This Week in Movies: Righteous Kill

Andrew Burford

The re-teaming of Jon Avnet and Al Pacino, after this past spring’s horrendous 88 Minutes, has once again proved to be a waste of time with Righteous Kill. Even with co-star Robert De Niro at Pacino’s side, Avnet (as director) fails to capture any indication of the talent that each widely-respected actor possesses. The film itself lacks the suspense it attempts to evoke, and a rather obvious plot twist is met with lukewarm reception at best. But, hey, at least it’s not too long!

Pacino and De Niro play Turk and Rooster, a pair of NYPD cops with decades of experience under their belts. On the brink of retirement, the two find themselves conveniently confronted with their toughest task yet: to track down a serial killer responsible for the deaths of a number of wrongfully-freed criminals. Thusly deeming his work “righteous,” the killer’s peculiarly-helpful actions raise suspicions throughout the police department. Unfortunately for Turk and Rooster, said suspicions are soon enough pointed in their direction (how’s that for retirement benefits!?), paving the way for a fairly predictable tale of mistrust within the legal system.

Ultimately the movie does not measure up, and while I do normally prefer to recall at least some good things about even the worst of films, I felt nearly at a loss for words this week. Maybe that’s just because Righteous is not exactly a memorable one though either.

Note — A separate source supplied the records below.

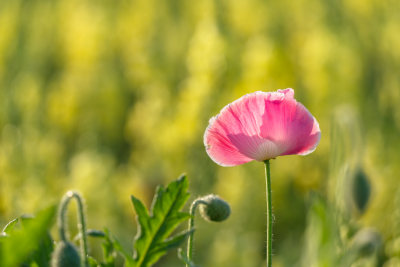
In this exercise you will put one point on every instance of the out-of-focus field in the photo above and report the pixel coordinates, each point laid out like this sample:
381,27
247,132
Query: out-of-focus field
112,98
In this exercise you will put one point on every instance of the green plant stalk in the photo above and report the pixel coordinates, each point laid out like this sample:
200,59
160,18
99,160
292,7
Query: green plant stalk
269,213
62,223
193,208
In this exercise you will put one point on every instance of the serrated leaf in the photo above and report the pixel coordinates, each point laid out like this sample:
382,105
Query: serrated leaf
110,245
151,241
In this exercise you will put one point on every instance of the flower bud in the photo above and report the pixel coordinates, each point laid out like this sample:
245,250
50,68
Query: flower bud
214,209
65,255
361,191
367,241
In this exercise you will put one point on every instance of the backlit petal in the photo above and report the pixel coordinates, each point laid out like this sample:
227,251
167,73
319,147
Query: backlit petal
261,126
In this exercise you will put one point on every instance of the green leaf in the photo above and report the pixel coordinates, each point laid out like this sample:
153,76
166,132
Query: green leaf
111,245
184,259
17,247
151,241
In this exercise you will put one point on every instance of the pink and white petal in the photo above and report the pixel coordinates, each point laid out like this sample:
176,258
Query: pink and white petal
290,125
220,148
232,137
306,142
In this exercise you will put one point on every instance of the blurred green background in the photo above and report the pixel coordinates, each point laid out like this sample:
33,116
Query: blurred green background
112,98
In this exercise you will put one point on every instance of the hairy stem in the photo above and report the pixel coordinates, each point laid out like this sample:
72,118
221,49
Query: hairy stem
269,213
62,223
193,208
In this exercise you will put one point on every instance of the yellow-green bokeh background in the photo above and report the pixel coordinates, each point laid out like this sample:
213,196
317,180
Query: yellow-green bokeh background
112,97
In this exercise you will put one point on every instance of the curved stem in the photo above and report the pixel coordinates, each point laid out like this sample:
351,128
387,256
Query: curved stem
62,223
193,208
269,213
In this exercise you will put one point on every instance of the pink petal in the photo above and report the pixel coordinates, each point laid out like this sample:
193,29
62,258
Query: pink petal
261,126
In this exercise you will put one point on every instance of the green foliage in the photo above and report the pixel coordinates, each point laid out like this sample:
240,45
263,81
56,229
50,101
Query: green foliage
30,243
182,256
152,240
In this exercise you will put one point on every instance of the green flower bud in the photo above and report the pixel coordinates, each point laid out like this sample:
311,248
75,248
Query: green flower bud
361,191
65,255
367,241
214,208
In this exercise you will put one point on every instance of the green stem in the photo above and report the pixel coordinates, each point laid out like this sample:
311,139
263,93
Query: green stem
193,208
62,223
269,213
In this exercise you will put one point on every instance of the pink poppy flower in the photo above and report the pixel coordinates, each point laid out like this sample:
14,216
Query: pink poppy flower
261,126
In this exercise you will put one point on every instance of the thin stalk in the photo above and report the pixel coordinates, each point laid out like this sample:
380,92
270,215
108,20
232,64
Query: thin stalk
269,213
193,208
62,223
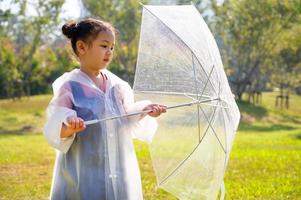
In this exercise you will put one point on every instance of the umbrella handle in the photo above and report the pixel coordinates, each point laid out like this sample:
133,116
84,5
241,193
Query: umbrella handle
94,121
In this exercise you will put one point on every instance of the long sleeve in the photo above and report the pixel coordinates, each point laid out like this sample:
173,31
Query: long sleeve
57,112
140,128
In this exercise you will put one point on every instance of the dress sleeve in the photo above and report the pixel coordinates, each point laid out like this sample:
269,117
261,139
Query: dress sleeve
57,111
142,128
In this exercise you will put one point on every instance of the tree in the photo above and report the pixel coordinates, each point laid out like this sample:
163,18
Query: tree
251,35
27,33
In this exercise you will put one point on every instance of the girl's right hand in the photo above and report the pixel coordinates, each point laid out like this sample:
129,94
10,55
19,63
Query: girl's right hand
75,124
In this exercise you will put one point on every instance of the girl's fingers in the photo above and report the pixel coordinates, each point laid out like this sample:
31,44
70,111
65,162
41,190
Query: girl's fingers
76,123
72,123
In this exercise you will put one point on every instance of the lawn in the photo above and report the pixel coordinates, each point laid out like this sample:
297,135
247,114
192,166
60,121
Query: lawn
265,161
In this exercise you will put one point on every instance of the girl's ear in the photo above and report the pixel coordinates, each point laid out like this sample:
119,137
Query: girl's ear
81,47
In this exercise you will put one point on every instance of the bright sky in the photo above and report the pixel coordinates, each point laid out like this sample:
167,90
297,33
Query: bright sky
70,9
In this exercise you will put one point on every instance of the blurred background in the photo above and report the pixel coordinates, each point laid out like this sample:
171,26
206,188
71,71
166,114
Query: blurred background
260,45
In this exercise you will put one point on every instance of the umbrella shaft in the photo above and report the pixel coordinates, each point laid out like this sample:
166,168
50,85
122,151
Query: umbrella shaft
147,111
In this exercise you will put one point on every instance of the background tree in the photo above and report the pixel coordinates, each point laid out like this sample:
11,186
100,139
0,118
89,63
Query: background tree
26,33
250,33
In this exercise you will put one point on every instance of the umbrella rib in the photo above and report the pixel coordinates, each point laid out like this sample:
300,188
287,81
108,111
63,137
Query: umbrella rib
197,89
211,125
179,165
207,80
188,156
181,41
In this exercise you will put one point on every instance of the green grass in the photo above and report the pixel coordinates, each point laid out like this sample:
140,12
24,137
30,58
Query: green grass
265,161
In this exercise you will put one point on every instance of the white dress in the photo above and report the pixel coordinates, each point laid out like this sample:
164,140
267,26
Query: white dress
99,162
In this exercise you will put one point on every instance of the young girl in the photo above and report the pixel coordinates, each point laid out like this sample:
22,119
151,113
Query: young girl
95,161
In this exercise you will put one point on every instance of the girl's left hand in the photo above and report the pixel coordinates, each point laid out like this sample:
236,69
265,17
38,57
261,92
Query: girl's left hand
156,109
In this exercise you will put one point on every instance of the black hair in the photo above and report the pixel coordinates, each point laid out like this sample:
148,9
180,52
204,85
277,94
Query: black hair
85,30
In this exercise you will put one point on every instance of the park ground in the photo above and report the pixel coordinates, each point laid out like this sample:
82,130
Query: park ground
265,162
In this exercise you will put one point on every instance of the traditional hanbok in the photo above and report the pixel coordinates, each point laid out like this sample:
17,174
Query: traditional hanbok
99,162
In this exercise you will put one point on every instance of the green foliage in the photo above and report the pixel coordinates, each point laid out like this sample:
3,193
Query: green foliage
264,163
253,34
24,35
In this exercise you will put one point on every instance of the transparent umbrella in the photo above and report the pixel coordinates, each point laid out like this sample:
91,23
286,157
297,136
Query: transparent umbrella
179,65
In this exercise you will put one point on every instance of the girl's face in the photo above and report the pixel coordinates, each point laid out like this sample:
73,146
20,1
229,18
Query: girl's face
99,53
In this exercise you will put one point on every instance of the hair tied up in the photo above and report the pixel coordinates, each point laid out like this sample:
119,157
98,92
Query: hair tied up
69,29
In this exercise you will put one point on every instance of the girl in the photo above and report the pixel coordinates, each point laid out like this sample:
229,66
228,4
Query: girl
96,161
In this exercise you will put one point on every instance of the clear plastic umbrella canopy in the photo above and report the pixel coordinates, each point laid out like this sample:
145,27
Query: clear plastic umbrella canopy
179,65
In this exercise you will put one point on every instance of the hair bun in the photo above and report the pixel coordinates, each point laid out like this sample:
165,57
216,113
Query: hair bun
69,29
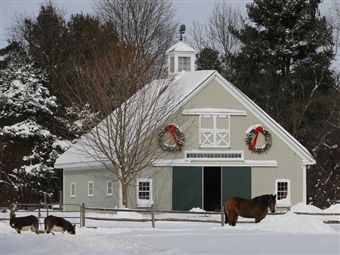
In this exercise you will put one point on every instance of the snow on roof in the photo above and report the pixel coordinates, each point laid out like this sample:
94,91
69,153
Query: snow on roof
180,47
182,84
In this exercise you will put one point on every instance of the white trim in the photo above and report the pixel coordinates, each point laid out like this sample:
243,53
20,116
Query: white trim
75,189
217,162
304,184
144,202
64,191
107,188
284,202
202,174
215,152
214,111
88,188
210,137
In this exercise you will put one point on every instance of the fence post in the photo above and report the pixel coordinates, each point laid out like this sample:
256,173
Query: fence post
153,215
82,215
45,200
60,200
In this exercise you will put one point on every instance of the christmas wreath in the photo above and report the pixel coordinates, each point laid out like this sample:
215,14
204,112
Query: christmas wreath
177,137
252,135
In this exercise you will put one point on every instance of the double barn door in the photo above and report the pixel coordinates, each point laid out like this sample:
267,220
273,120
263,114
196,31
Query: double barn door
208,187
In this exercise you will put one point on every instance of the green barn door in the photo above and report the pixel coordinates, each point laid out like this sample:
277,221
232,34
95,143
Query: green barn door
186,187
236,182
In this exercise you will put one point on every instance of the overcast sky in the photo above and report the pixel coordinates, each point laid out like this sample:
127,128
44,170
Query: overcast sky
188,11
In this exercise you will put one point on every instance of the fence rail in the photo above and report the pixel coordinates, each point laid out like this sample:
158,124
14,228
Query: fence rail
150,211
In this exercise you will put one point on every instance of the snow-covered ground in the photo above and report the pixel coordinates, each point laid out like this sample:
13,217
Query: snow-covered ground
279,234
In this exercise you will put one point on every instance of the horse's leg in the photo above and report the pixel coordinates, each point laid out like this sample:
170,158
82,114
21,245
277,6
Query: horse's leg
259,217
230,217
225,216
235,219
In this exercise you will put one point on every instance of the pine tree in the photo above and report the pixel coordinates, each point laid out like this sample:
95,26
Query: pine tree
28,148
284,66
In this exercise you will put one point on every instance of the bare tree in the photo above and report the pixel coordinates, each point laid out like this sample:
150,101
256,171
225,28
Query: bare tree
125,141
221,23
217,34
147,25
334,21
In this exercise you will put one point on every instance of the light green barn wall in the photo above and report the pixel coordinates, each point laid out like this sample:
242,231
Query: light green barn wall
263,179
162,187
81,178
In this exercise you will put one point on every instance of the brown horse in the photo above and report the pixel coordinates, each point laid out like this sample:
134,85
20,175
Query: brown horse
249,208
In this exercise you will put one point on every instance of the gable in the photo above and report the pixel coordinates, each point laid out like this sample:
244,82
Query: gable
218,94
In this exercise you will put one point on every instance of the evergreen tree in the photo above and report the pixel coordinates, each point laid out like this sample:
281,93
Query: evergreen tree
27,149
284,66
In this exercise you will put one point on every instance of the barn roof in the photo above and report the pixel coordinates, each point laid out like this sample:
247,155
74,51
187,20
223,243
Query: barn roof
186,85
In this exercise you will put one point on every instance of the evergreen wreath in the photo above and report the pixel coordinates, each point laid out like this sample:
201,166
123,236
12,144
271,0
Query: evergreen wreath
251,139
177,136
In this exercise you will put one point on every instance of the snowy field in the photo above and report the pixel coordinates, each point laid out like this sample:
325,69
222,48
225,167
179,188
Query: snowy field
279,234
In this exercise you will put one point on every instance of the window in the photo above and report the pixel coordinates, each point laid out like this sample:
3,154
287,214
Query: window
144,192
283,191
172,65
109,188
90,188
72,189
214,131
184,64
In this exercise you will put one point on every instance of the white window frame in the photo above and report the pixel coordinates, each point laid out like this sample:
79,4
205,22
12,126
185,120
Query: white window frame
184,63
214,132
172,64
107,188
73,184
144,202
88,189
286,201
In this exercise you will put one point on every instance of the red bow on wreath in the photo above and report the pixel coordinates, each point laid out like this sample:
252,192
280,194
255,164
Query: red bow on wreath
172,129
258,130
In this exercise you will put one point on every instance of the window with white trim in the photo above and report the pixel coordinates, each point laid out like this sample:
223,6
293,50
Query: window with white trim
282,187
172,64
184,64
144,192
90,188
72,189
109,188
214,131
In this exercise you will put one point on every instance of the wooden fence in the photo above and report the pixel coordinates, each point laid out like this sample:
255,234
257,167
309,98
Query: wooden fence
152,212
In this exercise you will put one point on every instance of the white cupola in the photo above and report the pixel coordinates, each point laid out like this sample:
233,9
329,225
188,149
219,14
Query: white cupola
181,57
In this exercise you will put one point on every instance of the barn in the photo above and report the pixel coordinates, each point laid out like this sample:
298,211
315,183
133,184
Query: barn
226,145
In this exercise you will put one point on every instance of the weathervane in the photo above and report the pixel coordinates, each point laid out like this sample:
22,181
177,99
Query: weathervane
181,32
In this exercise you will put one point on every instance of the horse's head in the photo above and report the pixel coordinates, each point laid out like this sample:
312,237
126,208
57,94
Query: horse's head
272,203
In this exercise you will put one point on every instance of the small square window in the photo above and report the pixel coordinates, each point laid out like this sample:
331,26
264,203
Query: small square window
184,64
109,188
90,189
283,192
144,192
73,189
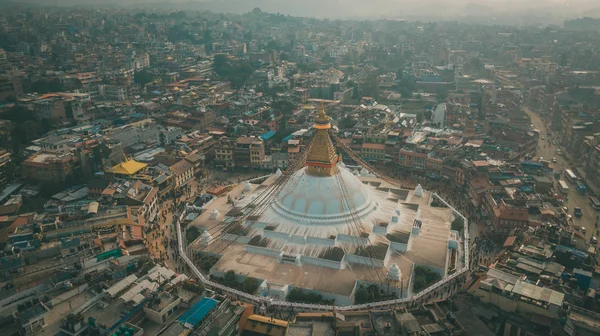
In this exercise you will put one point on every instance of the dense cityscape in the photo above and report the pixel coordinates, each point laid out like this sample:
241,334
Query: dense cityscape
184,172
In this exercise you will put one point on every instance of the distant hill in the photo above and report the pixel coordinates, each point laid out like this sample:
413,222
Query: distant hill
539,12
585,23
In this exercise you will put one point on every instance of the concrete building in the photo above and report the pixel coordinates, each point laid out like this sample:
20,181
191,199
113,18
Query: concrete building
183,172
509,293
224,153
249,152
303,238
49,167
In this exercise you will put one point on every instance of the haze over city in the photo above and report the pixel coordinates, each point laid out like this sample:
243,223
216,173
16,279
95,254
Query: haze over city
299,168
484,11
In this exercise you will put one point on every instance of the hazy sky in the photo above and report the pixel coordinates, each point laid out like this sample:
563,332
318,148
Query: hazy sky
557,9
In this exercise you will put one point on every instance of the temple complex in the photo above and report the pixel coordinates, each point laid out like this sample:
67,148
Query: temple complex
328,228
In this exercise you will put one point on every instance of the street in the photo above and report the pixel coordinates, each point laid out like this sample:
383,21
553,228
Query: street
547,150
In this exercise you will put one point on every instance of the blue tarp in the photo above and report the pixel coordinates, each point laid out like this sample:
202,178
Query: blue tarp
267,135
198,312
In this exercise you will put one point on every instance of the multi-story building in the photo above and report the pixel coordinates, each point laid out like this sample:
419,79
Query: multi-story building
249,152
49,167
373,152
511,294
509,217
5,161
183,172
114,92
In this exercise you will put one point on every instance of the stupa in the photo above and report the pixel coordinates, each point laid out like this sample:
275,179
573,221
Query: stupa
328,230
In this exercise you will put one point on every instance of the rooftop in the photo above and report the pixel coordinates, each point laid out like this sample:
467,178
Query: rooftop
128,167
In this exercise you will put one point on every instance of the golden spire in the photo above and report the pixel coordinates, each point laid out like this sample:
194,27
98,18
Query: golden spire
322,157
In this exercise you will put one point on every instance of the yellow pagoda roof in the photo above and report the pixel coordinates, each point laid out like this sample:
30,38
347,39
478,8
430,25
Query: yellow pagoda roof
129,167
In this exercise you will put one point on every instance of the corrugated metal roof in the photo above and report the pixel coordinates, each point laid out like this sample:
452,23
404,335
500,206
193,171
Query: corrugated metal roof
539,293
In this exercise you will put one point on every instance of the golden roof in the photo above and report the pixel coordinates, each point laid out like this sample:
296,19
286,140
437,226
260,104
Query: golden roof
322,157
129,167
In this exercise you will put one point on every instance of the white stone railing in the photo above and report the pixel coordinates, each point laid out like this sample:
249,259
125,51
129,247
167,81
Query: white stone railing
315,307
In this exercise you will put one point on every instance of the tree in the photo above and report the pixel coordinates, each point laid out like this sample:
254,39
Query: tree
230,279
192,233
361,295
142,77
458,224
236,72
285,107
427,114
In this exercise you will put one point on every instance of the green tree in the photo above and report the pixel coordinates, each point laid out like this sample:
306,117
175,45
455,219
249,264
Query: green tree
191,234
285,107
346,122
458,224
428,114
230,279
361,295
142,77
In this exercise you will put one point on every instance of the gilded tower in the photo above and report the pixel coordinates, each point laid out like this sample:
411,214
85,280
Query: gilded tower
322,157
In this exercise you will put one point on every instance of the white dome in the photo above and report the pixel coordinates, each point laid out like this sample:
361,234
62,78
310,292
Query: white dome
308,198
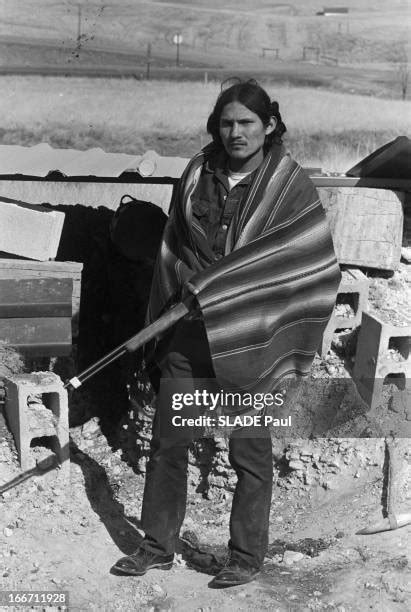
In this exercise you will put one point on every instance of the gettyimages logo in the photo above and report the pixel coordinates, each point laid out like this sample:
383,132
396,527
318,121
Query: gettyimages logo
197,408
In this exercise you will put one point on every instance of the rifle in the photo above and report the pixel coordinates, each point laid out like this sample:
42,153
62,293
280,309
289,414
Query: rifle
149,332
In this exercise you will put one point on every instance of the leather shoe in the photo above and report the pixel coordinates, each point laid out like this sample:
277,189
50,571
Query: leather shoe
234,573
141,561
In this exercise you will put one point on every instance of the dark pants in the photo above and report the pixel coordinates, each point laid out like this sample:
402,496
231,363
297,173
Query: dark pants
165,492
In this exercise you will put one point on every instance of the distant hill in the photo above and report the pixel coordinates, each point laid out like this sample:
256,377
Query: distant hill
213,31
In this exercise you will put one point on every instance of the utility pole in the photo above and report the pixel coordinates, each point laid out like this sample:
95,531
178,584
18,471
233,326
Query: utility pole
78,26
148,61
177,40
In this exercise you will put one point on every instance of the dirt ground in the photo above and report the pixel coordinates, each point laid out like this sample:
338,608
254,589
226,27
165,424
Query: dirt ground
59,535
64,533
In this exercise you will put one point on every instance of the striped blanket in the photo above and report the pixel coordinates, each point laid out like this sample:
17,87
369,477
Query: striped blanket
267,302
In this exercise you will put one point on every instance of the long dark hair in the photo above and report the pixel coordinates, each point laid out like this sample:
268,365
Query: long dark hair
257,100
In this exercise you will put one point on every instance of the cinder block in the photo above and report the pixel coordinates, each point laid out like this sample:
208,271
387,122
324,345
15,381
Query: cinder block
383,350
351,302
30,231
366,226
48,418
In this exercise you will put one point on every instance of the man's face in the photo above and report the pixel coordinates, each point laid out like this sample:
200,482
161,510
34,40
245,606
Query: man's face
243,134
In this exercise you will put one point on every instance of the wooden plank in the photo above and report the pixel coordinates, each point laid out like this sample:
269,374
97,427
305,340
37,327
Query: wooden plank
367,227
24,268
35,297
38,336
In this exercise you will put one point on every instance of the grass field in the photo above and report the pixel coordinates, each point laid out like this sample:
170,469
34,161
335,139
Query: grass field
212,29
327,128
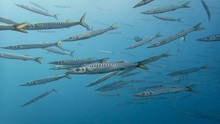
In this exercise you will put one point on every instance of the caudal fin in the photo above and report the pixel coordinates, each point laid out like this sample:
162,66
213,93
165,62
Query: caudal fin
103,60
55,16
19,27
113,26
190,88
197,27
82,22
67,76
38,59
186,5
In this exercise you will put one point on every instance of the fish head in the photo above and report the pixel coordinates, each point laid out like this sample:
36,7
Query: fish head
80,70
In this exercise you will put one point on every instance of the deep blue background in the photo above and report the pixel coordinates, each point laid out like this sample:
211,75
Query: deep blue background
73,103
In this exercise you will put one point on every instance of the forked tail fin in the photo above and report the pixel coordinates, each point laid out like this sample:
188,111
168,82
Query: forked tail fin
186,5
19,27
38,59
82,22
197,27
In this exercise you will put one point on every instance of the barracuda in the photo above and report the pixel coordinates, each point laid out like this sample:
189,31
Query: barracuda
173,37
57,25
16,27
107,67
90,34
78,61
160,91
19,57
166,9
37,11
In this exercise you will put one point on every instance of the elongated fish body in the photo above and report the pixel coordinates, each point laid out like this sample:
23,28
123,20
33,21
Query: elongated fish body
56,25
187,71
78,61
90,34
175,36
39,6
16,27
210,38
155,58
103,78
165,18
19,57
144,41
32,46
35,10
66,67
160,91
7,21
166,9
142,2
45,80
59,51
206,9
38,97
106,67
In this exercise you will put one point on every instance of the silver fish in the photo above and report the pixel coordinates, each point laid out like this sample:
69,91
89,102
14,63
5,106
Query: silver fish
67,67
7,21
39,6
103,78
165,18
59,51
166,9
175,36
90,34
144,41
57,25
38,97
142,2
45,80
206,9
16,27
187,71
210,38
167,90
19,57
106,67
35,10
32,46
78,61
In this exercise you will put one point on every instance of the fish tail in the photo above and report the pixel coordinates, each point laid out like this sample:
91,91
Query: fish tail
113,26
58,44
166,54
71,53
197,27
54,90
103,60
141,65
82,22
67,76
186,5
38,59
190,88
158,35
179,20
55,16
19,27
204,67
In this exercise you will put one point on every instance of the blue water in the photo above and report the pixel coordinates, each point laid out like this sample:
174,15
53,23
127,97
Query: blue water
76,104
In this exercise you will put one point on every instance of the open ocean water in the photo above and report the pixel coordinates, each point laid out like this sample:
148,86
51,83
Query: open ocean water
74,103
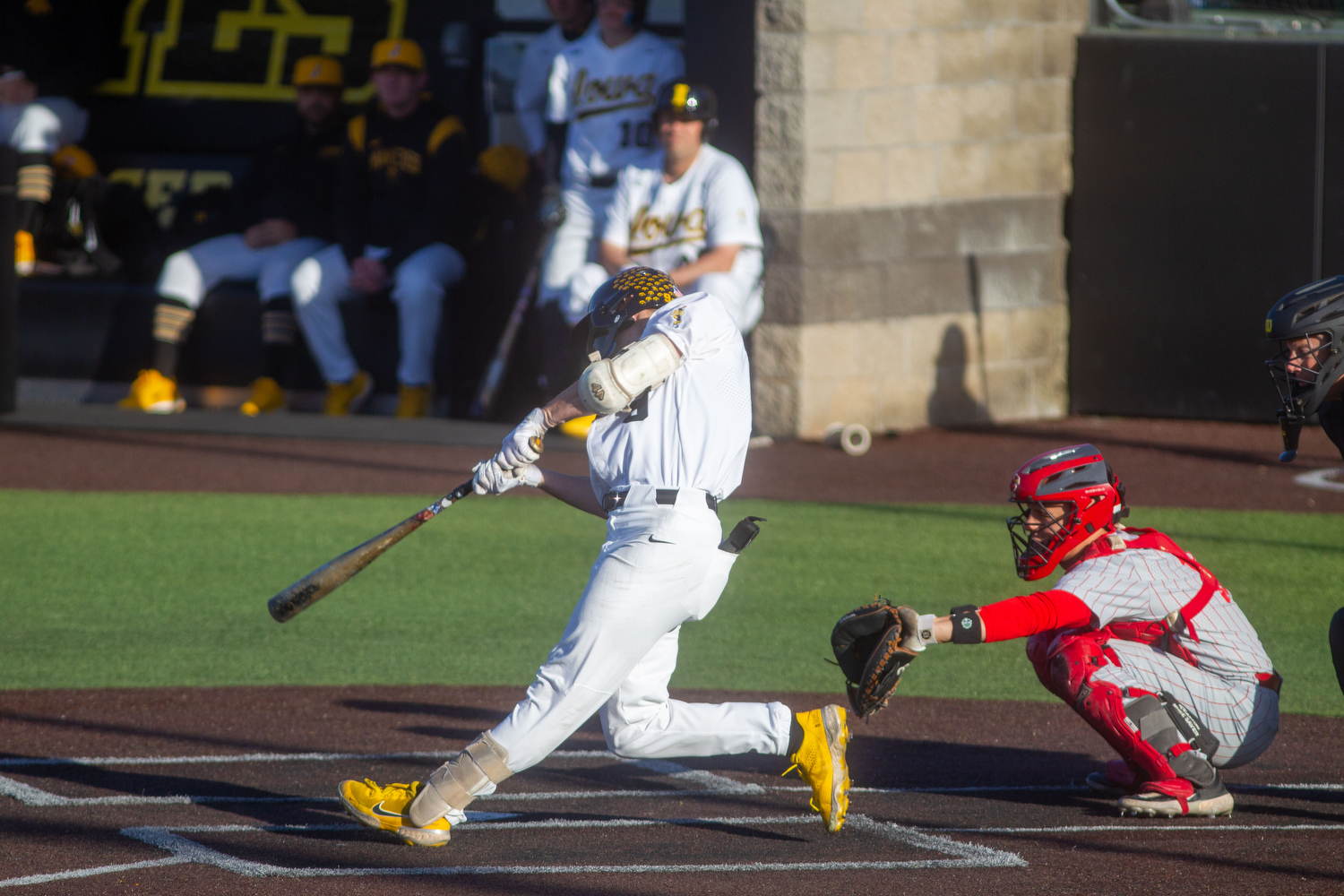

One particular scene of Righteous Kill really seems to sum it all up and put my thoughts into perspective, as Curtis ’50 Cent’ Jackson (who also somehow managed to co-star) walks alongside De Niro and Pacino down a hallway. Watching this I couldn’t help but cringe, thinking to myself that this is more of a slap in the face than anything else to both Oscar-winning actors have. Clearly, you men deserve better. And no, I am not referring to Jackson.

That being said, I’ve seen worse movies. Heck, I’ve seen worse movies this year alone. The plot twist might surprise. The acting has its moments. There are worse ways to spend 101 minutes. Still it would be pretty pathetic to consider these to be “good” things about Righteous Kill. Therefore I do not recommend the film, unless you enjoy scowling as much as De Niro does in most of his movies.

Righteous Kill is currently playing at the Hamilton Theater.